Open fititnt opened 2 years ago
Edited (but initial comment is below)
Truth to be told: in addition to lack of tooling to deal with linguistic content (in special terminology), not surprisingly most initial work was done in a hurry AND merging content from different submitters. The folder with Translation Memories (using TMX) was updated over months. Also the work from different providers had different approaches (both ways to document concepts and ways to encode which language the terms are), so this made it not fully compatible. So even any idea of having some file with all terminology would make sense only later.

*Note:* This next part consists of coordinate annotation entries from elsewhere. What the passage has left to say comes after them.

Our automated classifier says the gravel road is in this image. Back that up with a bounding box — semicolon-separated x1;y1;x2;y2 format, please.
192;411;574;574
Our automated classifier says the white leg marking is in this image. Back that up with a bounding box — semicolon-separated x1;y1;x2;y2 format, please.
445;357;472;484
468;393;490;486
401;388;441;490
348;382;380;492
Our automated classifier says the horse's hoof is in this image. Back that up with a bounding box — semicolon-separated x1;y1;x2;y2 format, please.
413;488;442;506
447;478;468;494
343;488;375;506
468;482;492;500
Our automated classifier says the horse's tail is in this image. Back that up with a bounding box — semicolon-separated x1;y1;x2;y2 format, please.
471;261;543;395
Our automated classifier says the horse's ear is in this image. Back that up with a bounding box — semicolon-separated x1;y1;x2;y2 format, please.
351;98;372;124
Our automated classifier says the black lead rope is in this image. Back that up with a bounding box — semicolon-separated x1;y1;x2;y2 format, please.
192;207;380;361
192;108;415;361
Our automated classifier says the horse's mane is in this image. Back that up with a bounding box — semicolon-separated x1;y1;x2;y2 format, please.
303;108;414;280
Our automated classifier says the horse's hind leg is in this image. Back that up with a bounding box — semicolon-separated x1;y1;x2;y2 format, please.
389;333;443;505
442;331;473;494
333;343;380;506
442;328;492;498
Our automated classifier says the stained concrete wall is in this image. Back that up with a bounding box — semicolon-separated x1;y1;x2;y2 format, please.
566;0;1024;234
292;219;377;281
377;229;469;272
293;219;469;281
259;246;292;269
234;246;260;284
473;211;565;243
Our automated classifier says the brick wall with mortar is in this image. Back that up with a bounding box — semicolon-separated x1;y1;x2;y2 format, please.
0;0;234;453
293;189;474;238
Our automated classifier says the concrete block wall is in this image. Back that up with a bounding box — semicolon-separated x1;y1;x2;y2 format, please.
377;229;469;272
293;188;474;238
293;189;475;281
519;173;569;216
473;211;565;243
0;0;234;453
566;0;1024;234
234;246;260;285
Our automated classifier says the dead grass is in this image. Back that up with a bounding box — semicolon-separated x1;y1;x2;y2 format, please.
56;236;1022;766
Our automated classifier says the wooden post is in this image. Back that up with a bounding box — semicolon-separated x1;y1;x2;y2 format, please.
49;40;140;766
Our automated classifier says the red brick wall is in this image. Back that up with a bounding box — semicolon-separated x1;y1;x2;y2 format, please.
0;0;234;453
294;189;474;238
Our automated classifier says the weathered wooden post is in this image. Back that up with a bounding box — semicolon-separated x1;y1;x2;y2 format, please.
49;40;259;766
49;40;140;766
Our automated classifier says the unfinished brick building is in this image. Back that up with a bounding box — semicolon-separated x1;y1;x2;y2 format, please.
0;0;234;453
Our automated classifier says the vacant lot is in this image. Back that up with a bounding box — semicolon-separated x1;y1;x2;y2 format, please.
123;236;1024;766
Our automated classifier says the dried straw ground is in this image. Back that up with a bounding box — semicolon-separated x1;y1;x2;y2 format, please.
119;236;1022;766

Anyway, deal with such type of terminology exchange and translation memory exchange for such number of languages is already hardcore. The paper mentions that was a lot of work reviewing the translations themselves (and I think this is mostly from Translators Without Borders), but is clear that even in case of different companies (like Facebook and Google) which could also ask their users to help with translations could at least be aware on how to prepare the additional descriptions to not simple asks the bare term. I'm saying this because if any future initiative with companies try to do crowdsourcing content, they would need some minimum standards so when they exchange with others it would be less complex.
Same reasoning as previous updated commend. I will keep the old comments done yesterday here.
I still think this sound a bit of non-intentional helicopter research, but to improve the quality of data collected and shared, since was done by actually different strategies, would need more planning ahead of time in special for companies where translation/terminology is not even related to their main goal.
Quick proof of concept (merging only 4 languages in 3 different files) here : hxl proxy link. This link may stop working if test files are changed (which is likely).
As long as the working languages are well defined, the hxltmdexml
can convert easily from the TMX to CSV. With HXL proxy humans can merge datasets one by one. But since every column is different (have information about the language, different from the TICO-19 terminology, where the language is a column, so merging all data is just append the CSVs aware that there is heading in each one)
While not crucial to implement the V1 of hxltm-action, this issue will be used to reference strategy used to convert this real dataset as test case for conversion. The end result both could be useful and also help to understand what additional tooling could be relevant.